The letter, sent after Labour’s landslide election victory, details how port owners have built “a series of expensive and highly specialised border control posts, under the direction of the government”.
The former government previously said it had spent £200m to co-fund facilities to manage checks at 41 ports after the UK leaves the European Union.
Port operators have spoken of the significant cost they have incurred in building these new, little-used facilities. Even before Labour announced it would ease trade barriers, the scope of post-Brexit import controls had been reduced from what was originally planned, meaning much of what was built was unnecessary.
Earlier this year, Portsmouth City Council’s cabinet member for transport, Gerald Vernon-Jackson, described the £23m, 8,000 sq m facility, at the UK’s second busiest cross-Channel terminal, as a “monumental white elephant”.
“It was built to handle 50 to 80 vehicles a day; we now expect to handle only half a dozen when it opens,” said Mike Sellers, the port’s director.
The facility is one of more than 100 registered border control posts (BCPs) that will be used to check food and plant products from the EU when post-Brexit import rules come into force from 30 April.
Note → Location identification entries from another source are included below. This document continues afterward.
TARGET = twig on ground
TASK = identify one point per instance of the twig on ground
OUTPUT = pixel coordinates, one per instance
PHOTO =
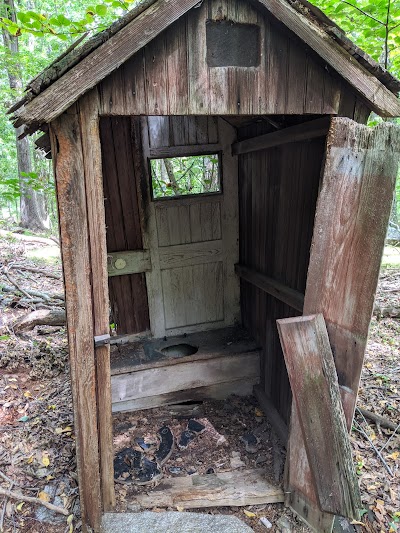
(36, 501)
(37, 271)
(13, 282)
(378, 453)
(378, 419)
(390, 438)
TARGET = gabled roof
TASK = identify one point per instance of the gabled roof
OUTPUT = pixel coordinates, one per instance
(81, 68)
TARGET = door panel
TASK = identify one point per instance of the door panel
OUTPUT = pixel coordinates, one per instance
(193, 241)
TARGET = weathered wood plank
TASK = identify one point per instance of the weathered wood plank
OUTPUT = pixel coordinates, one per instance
(220, 391)
(177, 151)
(306, 130)
(315, 388)
(276, 289)
(237, 488)
(382, 100)
(350, 227)
(91, 151)
(191, 254)
(129, 262)
(192, 374)
(66, 147)
(104, 60)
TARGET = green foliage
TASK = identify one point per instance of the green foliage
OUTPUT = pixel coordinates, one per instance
(182, 176)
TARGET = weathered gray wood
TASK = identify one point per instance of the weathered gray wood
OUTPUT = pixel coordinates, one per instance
(300, 132)
(177, 151)
(237, 488)
(130, 262)
(66, 146)
(272, 415)
(103, 60)
(382, 101)
(315, 389)
(91, 151)
(221, 391)
(276, 289)
(350, 227)
(190, 374)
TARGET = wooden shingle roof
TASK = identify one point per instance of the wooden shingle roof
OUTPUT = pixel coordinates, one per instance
(82, 67)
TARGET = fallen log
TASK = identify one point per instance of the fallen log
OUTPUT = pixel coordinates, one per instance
(27, 238)
(30, 499)
(36, 271)
(378, 419)
(42, 317)
(387, 312)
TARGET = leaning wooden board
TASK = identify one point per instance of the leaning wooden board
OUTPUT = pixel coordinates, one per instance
(316, 394)
(237, 488)
(349, 234)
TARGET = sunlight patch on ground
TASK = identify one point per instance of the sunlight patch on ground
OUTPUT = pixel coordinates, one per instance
(49, 255)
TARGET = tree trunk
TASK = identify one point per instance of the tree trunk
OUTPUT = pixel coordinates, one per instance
(32, 207)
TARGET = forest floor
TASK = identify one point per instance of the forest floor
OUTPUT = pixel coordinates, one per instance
(37, 443)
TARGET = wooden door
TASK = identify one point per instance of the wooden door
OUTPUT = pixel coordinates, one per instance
(349, 234)
(192, 240)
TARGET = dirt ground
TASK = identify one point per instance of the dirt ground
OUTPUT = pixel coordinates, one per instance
(37, 443)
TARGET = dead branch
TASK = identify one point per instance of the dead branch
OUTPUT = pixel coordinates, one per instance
(13, 282)
(387, 312)
(36, 501)
(36, 271)
(26, 238)
(43, 317)
(378, 419)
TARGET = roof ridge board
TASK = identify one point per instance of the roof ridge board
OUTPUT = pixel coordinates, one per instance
(68, 60)
(336, 32)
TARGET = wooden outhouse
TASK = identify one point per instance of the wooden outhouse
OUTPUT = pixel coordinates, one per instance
(268, 101)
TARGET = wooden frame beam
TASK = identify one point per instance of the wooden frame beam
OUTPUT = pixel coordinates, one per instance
(276, 289)
(102, 61)
(300, 132)
(381, 99)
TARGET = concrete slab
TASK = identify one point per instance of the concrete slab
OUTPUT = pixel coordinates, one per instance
(172, 522)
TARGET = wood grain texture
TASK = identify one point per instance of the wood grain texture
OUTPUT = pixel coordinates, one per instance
(69, 167)
(315, 388)
(291, 78)
(382, 101)
(285, 294)
(355, 199)
(247, 487)
(187, 375)
(91, 151)
(104, 60)
(121, 174)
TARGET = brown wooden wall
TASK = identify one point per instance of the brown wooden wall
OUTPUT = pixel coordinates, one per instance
(170, 76)
(128, 295)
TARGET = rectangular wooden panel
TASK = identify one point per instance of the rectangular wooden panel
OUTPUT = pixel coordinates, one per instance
(155, 381)
(315, 388)
(350, 226)
(193, 294)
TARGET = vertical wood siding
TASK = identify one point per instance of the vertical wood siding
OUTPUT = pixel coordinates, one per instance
(278, 191)
(128, 295)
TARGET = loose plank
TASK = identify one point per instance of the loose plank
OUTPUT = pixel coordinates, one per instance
(235, 489)
(313, 379)
(350, 226)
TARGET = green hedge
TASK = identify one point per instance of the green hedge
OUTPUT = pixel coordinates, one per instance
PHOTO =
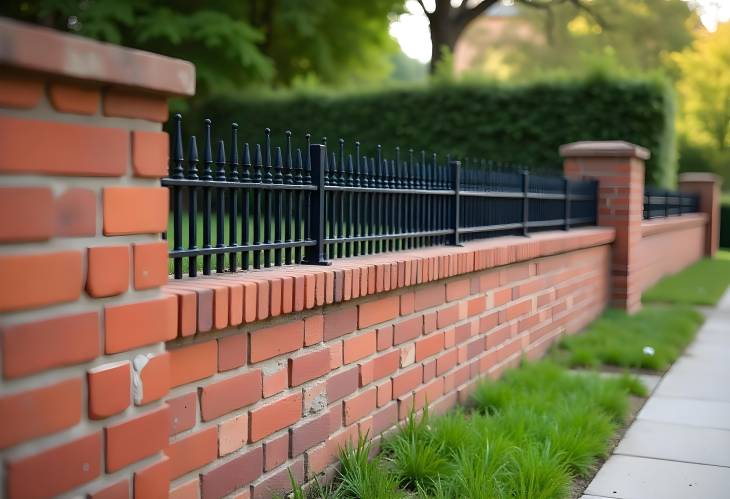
(518, 123)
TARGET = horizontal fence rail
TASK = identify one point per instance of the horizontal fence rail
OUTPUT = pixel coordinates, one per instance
(661, 203)
(251, 207)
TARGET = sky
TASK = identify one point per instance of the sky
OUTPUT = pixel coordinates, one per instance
(411, 28)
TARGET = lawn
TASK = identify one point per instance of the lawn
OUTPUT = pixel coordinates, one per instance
(702, 283)
(528, 435)
(651, 339)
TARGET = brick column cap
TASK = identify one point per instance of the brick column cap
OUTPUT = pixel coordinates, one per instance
(700, 177)
(603, 149)
(37, 48)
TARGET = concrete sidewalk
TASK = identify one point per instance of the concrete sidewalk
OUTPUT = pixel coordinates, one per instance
(679, 444)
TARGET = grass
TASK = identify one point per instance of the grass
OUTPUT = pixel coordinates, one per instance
(702, 283)
(617, 339)
(528, 435)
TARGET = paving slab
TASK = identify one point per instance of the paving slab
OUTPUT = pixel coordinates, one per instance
(690, 412)
(628, 477)
(690, 444)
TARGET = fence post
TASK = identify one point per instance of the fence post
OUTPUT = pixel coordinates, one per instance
(314, 255)
(456, 172)
(525, 201)
(566, 225)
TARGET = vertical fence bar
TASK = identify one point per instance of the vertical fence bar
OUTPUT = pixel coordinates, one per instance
(566, 225)
(314, 254)
(456, 173)
(525, 201)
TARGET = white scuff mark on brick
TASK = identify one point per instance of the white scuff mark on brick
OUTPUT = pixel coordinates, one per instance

However, half of the site was left empty and unused and the council has claimed £6 million of the construction costs from the government. Unlike the majority of the country’s ports, which are privately owned, Portsmouth is owned by the city council, meaning the authority pays for the associated costs.
In anticipation of post-Brexit controls, 40 ports, including Portsmouth, applied in 2020 for the government’s £200m Port Infrastructure Fund to build new or upgrade existing infrastructure. The new ports being built include three at Hull, Immingham and Killingholme on the Humber, at a cost of £70m, and another at Purfleet in Essex, at a cost of £15m.
But port owners have argued the fund is not big enough and they should cover the difference. Their trade association, the UK Major Ports Group, has calculated that they have paid £100m to plug the funding gap.